The MVM RFE for hotspot has been something desktop developers have asked for
since JDK 1.2 days. It sort of got sidelined when the JDK started sharing
loaded classes (the rt.jar) which is important but not quite MVM. Even the
weakest of Android devices is probably more powerful than our "smartphone"
targets in terms of heap. Using process isolation was often not an option back
then since common OS's at the time (symbian) didn't really have isolation.

------
quotemstr
This diff is more explicit about what's going on:

[https://android.googlesource.com/platform/libcore.git/+/aab9...](https://android.googlesource.com/platform/libcore.git/+/aab9271edee6cc8b4dd460977cad65efe52d16b0)

    
    
        Change dependency from libart -> libopenjdkjvm.
    

There are also diffs adding lambda support, tweaking various classes for
compatibility with applications that use reflection to access internal
capabilities, and fixing lots OpenJDK compatibility bugs.

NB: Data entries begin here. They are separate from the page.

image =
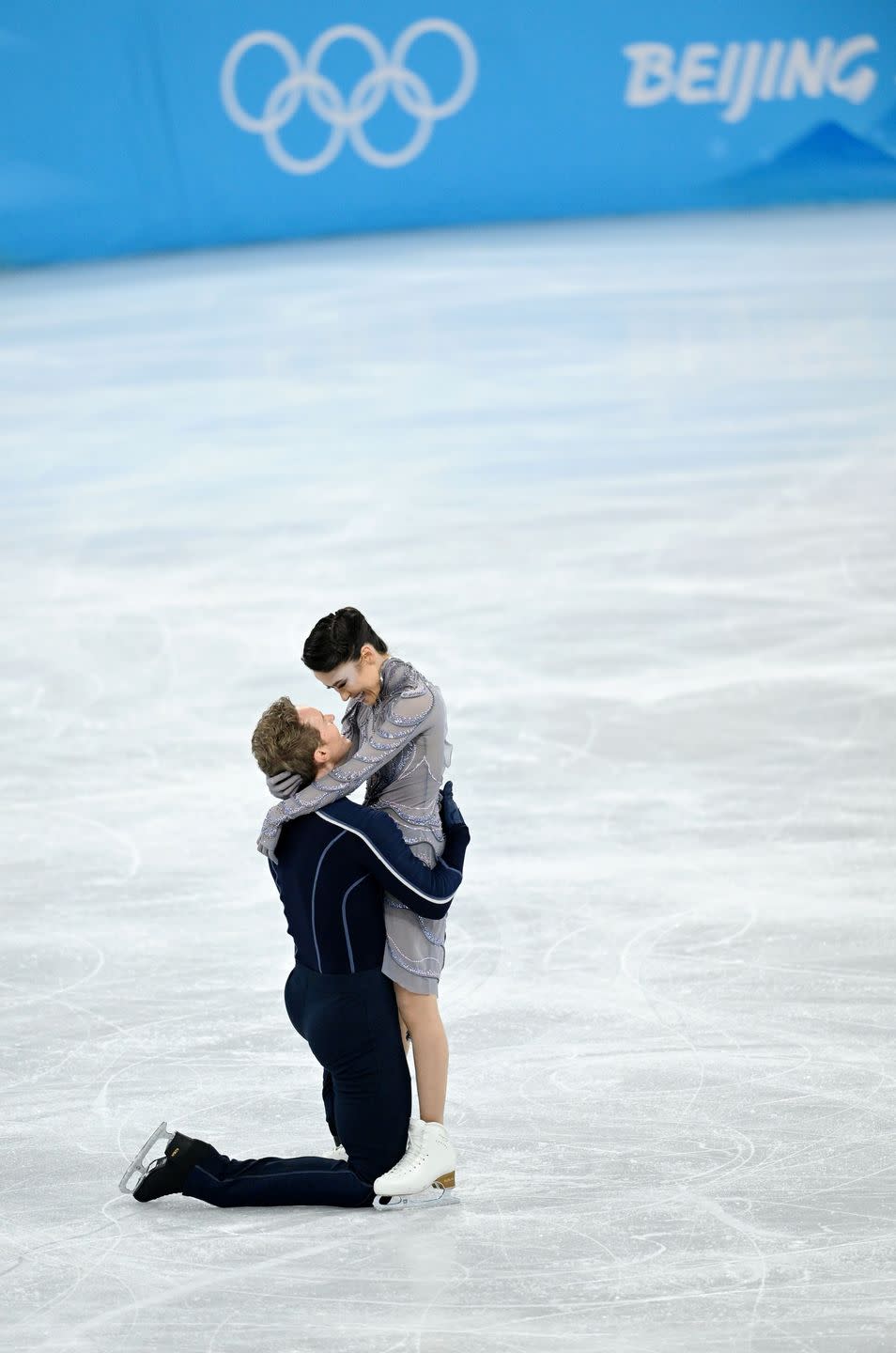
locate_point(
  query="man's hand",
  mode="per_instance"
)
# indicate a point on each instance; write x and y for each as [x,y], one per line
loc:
[451,816]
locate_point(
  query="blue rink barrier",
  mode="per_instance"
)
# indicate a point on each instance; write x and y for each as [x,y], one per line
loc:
[135,125]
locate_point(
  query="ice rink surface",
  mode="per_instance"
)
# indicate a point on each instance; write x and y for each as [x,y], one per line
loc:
[626,491]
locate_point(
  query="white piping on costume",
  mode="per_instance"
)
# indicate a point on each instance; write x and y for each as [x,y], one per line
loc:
[392,869]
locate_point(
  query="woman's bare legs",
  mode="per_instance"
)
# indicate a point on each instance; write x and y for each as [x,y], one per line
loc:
[420,1015]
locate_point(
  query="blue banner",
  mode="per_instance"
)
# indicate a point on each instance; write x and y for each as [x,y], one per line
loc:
[134,125]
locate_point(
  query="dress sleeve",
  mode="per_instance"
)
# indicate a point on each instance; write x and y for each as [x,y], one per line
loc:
[428,892]
[407,715]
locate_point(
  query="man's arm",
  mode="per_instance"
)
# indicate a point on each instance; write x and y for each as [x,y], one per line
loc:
[428,892]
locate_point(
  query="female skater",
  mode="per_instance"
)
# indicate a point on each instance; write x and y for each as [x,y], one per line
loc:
[396,725]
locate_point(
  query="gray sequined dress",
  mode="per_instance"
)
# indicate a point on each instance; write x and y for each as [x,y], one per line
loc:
[399,747]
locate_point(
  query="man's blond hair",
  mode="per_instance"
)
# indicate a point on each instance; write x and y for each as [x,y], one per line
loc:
[282,741]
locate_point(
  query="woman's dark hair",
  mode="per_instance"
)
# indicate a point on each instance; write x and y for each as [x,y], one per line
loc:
[338,639]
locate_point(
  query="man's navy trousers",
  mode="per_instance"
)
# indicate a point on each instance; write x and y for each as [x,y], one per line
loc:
[331,873]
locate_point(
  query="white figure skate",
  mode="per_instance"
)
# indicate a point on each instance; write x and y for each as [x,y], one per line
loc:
[425,1172]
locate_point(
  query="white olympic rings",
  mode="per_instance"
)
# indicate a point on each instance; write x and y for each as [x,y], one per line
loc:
[347,118]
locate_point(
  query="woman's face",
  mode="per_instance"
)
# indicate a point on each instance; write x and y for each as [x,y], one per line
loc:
[355,678]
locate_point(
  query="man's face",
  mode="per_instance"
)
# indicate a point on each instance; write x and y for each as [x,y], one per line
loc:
[333,747]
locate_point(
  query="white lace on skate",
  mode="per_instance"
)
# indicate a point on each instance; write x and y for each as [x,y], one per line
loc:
[143,1162]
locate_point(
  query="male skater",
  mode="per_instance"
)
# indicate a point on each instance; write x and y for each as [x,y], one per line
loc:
[332,870]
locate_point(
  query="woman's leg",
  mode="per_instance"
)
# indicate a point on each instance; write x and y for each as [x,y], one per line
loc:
[428,1038]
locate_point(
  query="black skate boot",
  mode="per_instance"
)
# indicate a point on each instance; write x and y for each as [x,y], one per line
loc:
[168,1174]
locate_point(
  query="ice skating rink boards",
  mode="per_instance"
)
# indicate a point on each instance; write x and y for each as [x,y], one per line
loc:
[626,492]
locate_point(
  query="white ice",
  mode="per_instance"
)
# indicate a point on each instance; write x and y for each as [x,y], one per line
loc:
[626,490]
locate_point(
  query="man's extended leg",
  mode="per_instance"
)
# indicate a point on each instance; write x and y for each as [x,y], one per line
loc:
[350,1024]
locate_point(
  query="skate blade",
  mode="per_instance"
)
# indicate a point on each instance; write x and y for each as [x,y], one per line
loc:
[432,1196]
[140,1165]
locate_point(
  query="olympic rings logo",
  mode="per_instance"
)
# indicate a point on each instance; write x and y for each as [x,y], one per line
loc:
[347,117]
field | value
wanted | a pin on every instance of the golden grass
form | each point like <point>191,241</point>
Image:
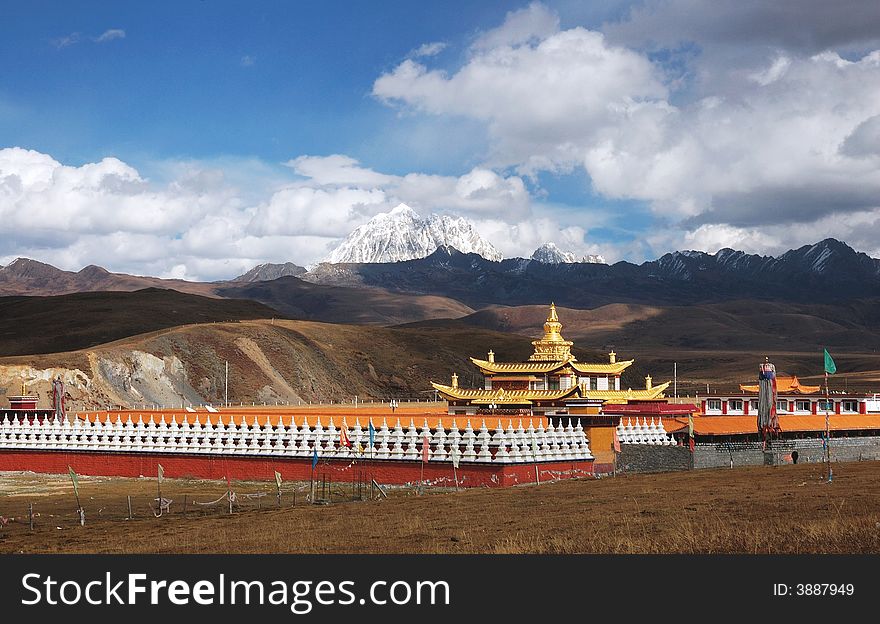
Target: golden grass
<point>786,509</point>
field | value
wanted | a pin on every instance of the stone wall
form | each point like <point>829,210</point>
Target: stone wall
<point>646,458</point>
<point>808,450</point>
<point>651,458</point>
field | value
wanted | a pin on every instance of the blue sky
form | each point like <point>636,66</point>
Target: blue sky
<point>622,128</point>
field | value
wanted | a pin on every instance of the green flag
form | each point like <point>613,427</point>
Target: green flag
<point>74,479</point>
<point>830,366</point>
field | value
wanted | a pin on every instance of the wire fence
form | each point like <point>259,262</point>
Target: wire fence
<point>99,503</point>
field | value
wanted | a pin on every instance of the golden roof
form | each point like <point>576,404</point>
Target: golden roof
<point>613,368</point>
<point>502,396</point>
<point>552,347</point>
<point>785,385</point>
<point>520,397</point>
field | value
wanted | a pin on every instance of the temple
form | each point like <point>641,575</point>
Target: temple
<point>551,382</point>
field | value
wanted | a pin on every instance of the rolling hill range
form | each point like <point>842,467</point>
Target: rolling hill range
<point>719,344</point>
<point>813,272</point>
<point>31,325</point>
<point>281,360</point>
<point>295,298</point>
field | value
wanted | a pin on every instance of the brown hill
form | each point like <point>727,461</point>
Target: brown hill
<point>30,277</point>
<point>370,306</point>
<point>79,320</point>
<point>291,297</point>
<point>279,360</point>
<point>717,344</point>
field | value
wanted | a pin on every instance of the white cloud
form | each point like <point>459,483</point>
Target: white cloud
<point>720,148</point>
<point>66,40</point>
<point>203,222</point>
<point>110,35</point>
<point>73,38</point>
<point>542,100</point>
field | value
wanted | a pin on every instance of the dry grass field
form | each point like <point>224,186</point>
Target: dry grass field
<point>783,509</point>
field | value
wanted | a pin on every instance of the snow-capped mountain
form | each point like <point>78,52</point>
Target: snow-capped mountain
<point>403,235</point>
<point>549,253</point>
<point>269,272</point>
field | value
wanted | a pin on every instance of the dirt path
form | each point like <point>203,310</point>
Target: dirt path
<point>785,509</point>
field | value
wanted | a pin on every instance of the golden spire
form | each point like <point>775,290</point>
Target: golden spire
<point>552,347</point>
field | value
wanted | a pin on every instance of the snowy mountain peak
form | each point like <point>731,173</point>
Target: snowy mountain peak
<point>402,234</point>
<point>549,253</point>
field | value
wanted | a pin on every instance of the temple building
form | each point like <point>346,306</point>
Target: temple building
<point>552,382</point>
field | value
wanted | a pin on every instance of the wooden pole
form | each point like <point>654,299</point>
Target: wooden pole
<point>827,431</point>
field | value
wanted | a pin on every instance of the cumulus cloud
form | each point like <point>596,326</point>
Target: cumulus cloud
<point>758,123</point>
<point>73,38</point>
<point>109,35</point>
<point>543,95</point>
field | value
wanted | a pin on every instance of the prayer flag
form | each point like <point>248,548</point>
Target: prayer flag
<point>75,480</point>
<point>454,455</point>
<point>830,366</point>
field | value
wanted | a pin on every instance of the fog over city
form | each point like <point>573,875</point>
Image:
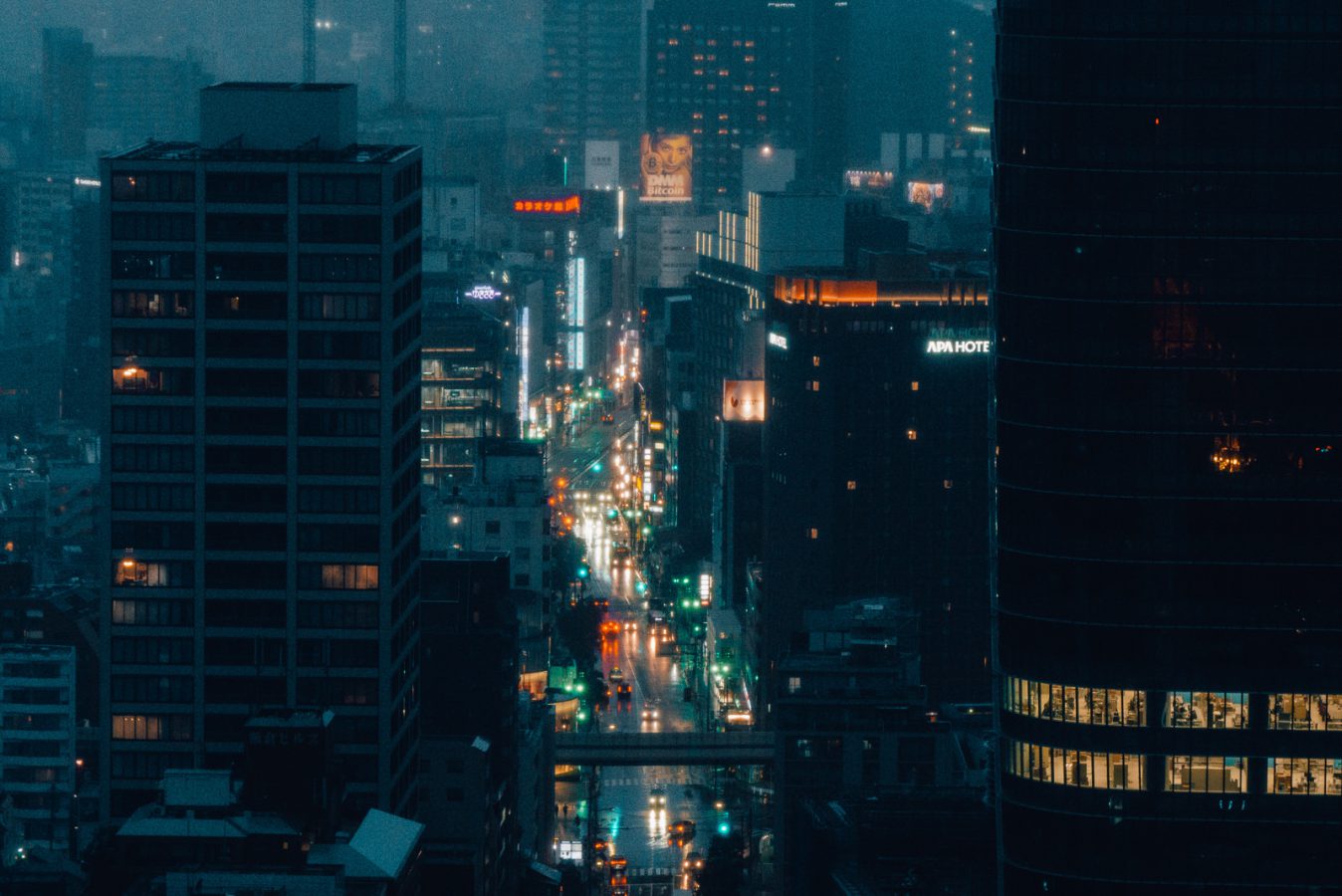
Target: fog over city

Android still needs to run dex bytecode _somehow_ , so there are two
possibilities for how N will work.

Option one is that Android stick with ART and replaces Harmony with OpenJDK:
from a technical perspective, that wouldn't be the end of the world,
especially since the Harmony implementation is rather inefficient.

Option two is that Google ports Hotspot to run on Android and, then has
PackageManager convert dex bytecode _back_ to Java bytecode on device. That
would be awful, since ART is built for low-end devices and, well, Hotspot
isn't.

In favor of option one is that Google is still developing ART. In favor of
option two is Oracle being Satan incarnate.

I also wouldn't be surprised if Oracle has compelled Google to simply _ship_ a
copy of Hotspot, allowing developers to ship "authentic Java" APKs instead of
dex-bytecode ones, with the two environments running in parallel, with two
different zygotes.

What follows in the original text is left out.